The predominance of defects found in the frontal and parietal regions in the current study aligns with the previous reports, suggests vulnerability due to anatomical exposure and thinner soft tissue coverage [59]. Calvarial bone exposure was noted in 32% of cases. In such cases, reliable coverage becomes paramount, as skin grafting alone is insufficient on bare bone without pericranial support. In these cases, outer table burring or vascularised flap coverage is often required to facilitate successful reconstruction [36,37].

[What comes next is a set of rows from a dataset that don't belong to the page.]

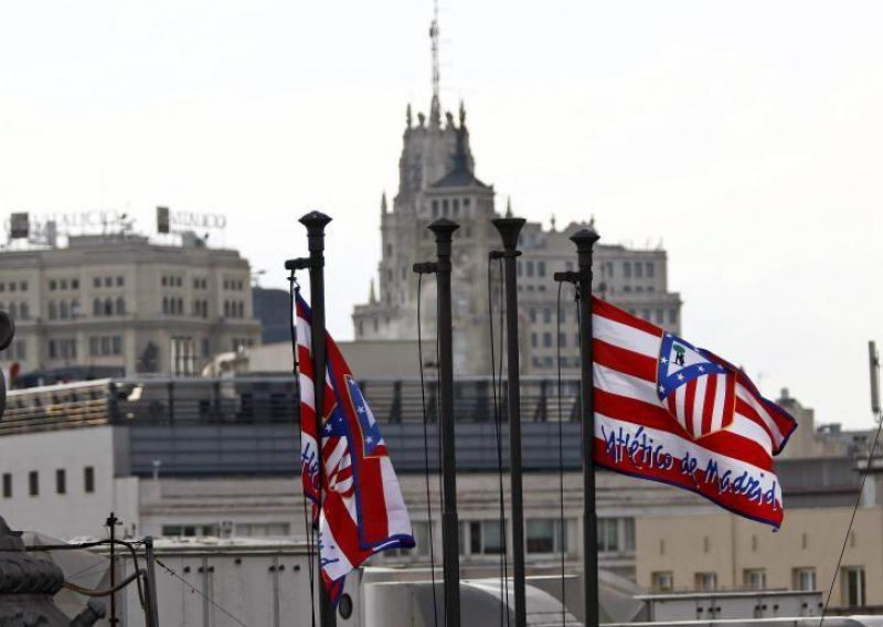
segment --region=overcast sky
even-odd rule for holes
[[[428,108],[430,17],[429,0],[6,2],[0,219],[225,213],[216,241],[283,286],[296,219],[320,209],[329,325],[350,337],[405,105]],[[661,240],[685,339],[869,427],[881,23],[874,0],[443,0],[443,106],[466,100],[498,208]]]

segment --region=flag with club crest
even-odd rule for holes
[[[728,362],[594,298],[595,461],[778,529],[795,419]]]
[[[413,548],[414,536],[386,443],[349,365],[328,334],[321,455],[317,453],[312,316],[299,293],[296,316],[301,480],[319,530],[322,582],[337,603],[351,570],[379,551]],[[320,458],[325,470],[321,495]]]

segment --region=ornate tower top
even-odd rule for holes
[[[442,73],[438,63],[438,0],[433,3],[433,23],[429,26],[429,39],[433,42],[433,104],[429,109],[429,126],[437,128],[442,124],[442,104],[438,98]]]

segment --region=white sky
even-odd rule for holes
[[[222,212],[283,286],[328,230],[329,323],[352,332],[429,100],[429,0],[4,2],[0,219]],[[689,341],[871,425],[883,338],[883,4],[444,0],[443,106],[466,99],[498,206],[669,252]]]

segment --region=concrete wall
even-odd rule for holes
[[[118,427],[91,427],[0,438],[0,512],[12,529],[60,539],[102,536],[111,511],[129,531],[138,521],[138,478],[119,477],[114,456]],[[94,468],[95,491],[87,493],[84,469]],[[65,471],[66,490],[56,490],[55,472]],[[39,495],[29,493],[29,474],[38,471]],[[12,476],[12,496],[3,497],[2,475]]]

Transposition flaps were preferred in moderate (5–25 cm²) to large defects (>25 cm²), offering a reliable option with acceptable aesthetic outcomes. This preference aligns with findings by Mario Iger et al. and Abdul Memon et al [55,60]. Local flaps were favoured due to their reliability, vascular safety, and technical simplicity, particularly in resource-limited settings. These findings are in agreement with prior work done by Orticochea [43] and Zayakova et al [42]. Skin grafting was effective in cases without pericranial compromise, although aesthetic outcomes and durability were suboptimal compared to local flaps. However, a 20% complication rate was observed in flap reconstructions, including partial necrosis, flap retraction, and donor site infection, consistent with reports by Abhyankar et al [46].
Split-thickness skin grafts were used primarily when the pericranium was intact. Though technically straightforward, they are associated with cosmetic limitations such as alopecia and poor contour match [35]. Additionally, graft take is unpredictable in irradiated or poorly vascularised beds [39,49], and long-term stability may be compromised.
Postoperative complication rates in this study were comparable to those reported in the literature [60-62], with 18.1% necrosis rate of transposition flaps, slightly higher than some previous studies, but manageable with conservative treatment or secondary procedures. Hospital stays varied according to the procedure type, with primary closure associated with the shortest duration and flap or graft cases requiring longer admissions. Institutional policies, including extended inpatient care under public healthcare schemes, likely contributed to the observed lengths of stay - an issue also reported by Bhaskaranand and Parikh [63].
This study highlights the importance of individualised reconstruction planning, defect characteristics, patient comorbidities, and regional resources. However, several limitations must be acknowledged. The relatively smaller sample size limited the generalisability of the findings. The study was conducted at a single tertiary care centre, potentially introducing referral bias and limiting the representation of cases from primary and secondary healthcare settings. Additionally, the absence of a control group limits the comparative evaluation of the efficacy of the reconstructive techniques.
Scalp and forehead defects present diverse reconstructive challenges. Local transpositional flaps remain the cornerstone of management in most cases, offering reliable coverage with acceptable complication rates. While outcomes were largely favourable, proper patient selection, refinement of techniques and careful postoperative monitoring remain essential for optimal results. Multidisciplinary collaboration and advancements in microsurgical techniques may further augment reconstructive outcomes in complex cases. Future multicentric studies with larger sample sizes and objective outcome measures including patient satisfaction and aesthetic scoring are recommended for further validation and refinement of reconstructive protocols for the complex scalp and forehead defects.